Four Miles North of Springside

 

Every year around this time I call the farm.
I listen to the muted ring of the rotary phone, and wait.
Mom says, “Hello?” Her voice, careful at first, then,
“Oh Stephen, I was just thinking of you.”

The low January sun is bouncing off the drifts into the kitchen.
Sunny Boy cereal is bubbling on the enamel hot plate.
Dad has stepped out of the porch into the snow
and is using the steel grain shovel to clear a path to the tractor shed.
The line crackles and mom says, “Will you be coming home
in the spring?”

The drifts are high from last night’s wind.
But now there’s a vast great plains calm.
It’s cold and there’s a reverence of hoarfrost on the grey poles,
and the drooping lines, and the green glass insulators;
and chimes of snow crystals hang in the blue refulgent air.

With braille eyes I reach through the receiver to touch
mom’s face. Her eyes are lakes of kindness. And I say,
“Seeding time — I’ll try to be home by then.”

Now the voice goes quiet and I listen to the hum of the line,
which really isn’t there — nor the telephone,
no longer the house, or the shed, or the prairie farm.

 

17 Comments

  1. And the memories remain..
    Before I got to the end of your poem I began to reflect on my grandparent’s island and how only the memory of them and what the island once was remain.
    Thank you for evoking that reflection of a bygone time.

  2. On behalf of all the children of farm mothers, thankyou Steve.
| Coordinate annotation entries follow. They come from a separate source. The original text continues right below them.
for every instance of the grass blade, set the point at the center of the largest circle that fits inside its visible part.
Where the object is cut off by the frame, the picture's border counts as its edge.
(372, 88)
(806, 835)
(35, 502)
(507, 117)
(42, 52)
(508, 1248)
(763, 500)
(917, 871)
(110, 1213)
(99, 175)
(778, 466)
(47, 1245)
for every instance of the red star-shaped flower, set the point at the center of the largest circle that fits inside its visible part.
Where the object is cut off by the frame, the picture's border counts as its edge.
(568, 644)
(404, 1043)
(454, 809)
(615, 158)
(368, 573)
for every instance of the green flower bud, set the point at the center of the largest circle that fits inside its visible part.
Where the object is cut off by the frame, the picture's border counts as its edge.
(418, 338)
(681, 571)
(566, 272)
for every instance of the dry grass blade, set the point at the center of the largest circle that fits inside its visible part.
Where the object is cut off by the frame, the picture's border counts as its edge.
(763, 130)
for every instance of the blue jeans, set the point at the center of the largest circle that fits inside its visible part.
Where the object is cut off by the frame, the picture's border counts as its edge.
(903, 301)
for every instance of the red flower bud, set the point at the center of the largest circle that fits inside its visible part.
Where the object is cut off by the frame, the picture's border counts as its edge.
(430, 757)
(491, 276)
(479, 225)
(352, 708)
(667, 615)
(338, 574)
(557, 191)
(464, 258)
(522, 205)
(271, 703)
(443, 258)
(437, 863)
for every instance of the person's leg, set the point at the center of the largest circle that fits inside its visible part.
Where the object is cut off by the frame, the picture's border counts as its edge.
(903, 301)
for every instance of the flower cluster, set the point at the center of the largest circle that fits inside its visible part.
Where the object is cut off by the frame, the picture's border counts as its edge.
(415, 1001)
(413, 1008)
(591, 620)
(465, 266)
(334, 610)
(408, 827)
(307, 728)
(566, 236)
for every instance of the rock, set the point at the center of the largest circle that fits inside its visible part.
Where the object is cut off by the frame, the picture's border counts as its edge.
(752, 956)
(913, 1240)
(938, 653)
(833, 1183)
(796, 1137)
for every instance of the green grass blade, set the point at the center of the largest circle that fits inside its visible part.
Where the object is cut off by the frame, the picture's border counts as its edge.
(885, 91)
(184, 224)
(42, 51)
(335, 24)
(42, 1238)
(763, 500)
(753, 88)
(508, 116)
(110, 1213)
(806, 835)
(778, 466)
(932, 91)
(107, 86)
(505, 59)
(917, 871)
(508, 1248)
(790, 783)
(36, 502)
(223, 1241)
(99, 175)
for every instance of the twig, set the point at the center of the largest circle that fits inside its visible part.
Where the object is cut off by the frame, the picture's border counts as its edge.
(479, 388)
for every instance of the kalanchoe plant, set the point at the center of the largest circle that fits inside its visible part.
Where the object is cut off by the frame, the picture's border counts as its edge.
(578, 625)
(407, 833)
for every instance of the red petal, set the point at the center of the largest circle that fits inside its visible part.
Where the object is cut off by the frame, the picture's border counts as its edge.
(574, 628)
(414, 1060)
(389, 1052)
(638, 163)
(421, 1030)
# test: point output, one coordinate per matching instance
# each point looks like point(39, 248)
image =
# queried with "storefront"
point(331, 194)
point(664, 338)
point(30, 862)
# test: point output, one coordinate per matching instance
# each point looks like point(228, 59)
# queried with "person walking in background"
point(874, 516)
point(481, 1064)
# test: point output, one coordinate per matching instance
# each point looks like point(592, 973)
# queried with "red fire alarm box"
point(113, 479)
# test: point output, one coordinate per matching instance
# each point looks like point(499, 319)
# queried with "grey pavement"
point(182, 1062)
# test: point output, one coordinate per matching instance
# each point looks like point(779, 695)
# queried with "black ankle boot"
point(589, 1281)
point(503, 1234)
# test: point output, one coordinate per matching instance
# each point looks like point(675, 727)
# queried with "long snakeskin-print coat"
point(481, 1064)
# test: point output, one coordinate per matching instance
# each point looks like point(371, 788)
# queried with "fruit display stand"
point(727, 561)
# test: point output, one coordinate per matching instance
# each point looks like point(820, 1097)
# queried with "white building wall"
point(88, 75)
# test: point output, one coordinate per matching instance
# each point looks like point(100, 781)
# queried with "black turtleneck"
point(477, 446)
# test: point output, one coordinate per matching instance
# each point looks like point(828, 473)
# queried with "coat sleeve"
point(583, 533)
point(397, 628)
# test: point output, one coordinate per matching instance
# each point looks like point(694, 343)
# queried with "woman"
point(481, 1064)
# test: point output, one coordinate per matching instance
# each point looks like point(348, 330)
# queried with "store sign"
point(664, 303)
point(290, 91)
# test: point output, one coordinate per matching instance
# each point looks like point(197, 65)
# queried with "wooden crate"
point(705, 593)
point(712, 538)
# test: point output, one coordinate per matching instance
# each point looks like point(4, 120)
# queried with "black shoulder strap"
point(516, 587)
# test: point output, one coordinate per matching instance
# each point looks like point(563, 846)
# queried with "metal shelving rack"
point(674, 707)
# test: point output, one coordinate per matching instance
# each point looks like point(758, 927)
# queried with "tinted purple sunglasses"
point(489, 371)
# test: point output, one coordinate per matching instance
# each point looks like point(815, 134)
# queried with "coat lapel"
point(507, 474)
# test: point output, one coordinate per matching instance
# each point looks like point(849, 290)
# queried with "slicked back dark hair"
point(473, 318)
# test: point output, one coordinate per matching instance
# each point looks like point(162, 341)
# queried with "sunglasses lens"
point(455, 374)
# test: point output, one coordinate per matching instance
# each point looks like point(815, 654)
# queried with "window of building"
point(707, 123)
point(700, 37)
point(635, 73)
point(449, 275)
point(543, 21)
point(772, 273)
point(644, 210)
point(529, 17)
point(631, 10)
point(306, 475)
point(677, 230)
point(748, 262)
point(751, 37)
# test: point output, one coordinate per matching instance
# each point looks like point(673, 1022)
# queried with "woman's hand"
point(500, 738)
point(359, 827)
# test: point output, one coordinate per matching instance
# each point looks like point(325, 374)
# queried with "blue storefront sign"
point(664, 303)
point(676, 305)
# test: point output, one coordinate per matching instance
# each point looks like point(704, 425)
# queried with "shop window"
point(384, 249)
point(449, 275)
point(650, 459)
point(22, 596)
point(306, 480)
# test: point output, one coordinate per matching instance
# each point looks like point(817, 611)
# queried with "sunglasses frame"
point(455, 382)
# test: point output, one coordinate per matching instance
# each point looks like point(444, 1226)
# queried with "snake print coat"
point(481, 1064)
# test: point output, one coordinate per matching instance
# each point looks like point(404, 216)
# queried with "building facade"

Our moms always wanted us to come home at Christmas. Warm remembrances.

  3. Oh how beautiful and poignant!
    My grandmother lived on a very simple farm at the end of dirt road, formerly land leased from the copper mines. There were apple trees, an outhouse and sauna, a woodstove for heat and cooking, and only 1 cold water tap. I have such incredible memories of times spent there with cousins and other family members, many who have sadly either passed on or live in a parallel universe to me in terms of their political views. (I often wonder how we can be from the same gene pool.)

    But just today, as I was shoveling our first real snow in 2 years, I was reminded of my grandma snowshoeing to the outhouse, baking ridiculously wonderful pies, chopping wood, and living this hardscrabble life, largely on her own, for many decades. She lived in an area where 300+ inches of snow per winter was common. At that moment, I resolved to think twice before complaining about anything in my life.

  4. Stephen, what a poignant tribute to your mom. A reminder for us all… thank you for your writing… (the previous comment I posted was a simple heart emoji but came out as two question marks). Best to you in the new year!

  5. Thanks, Steve, such a beautiful tribute to our mom. Your words made her vivid in my mind! And while she and all else you describe are no longer there, she is re-membered. (Re-member is a narrative therapy term for people whom we have enlisted in our club of life. They live in our minds and hearts).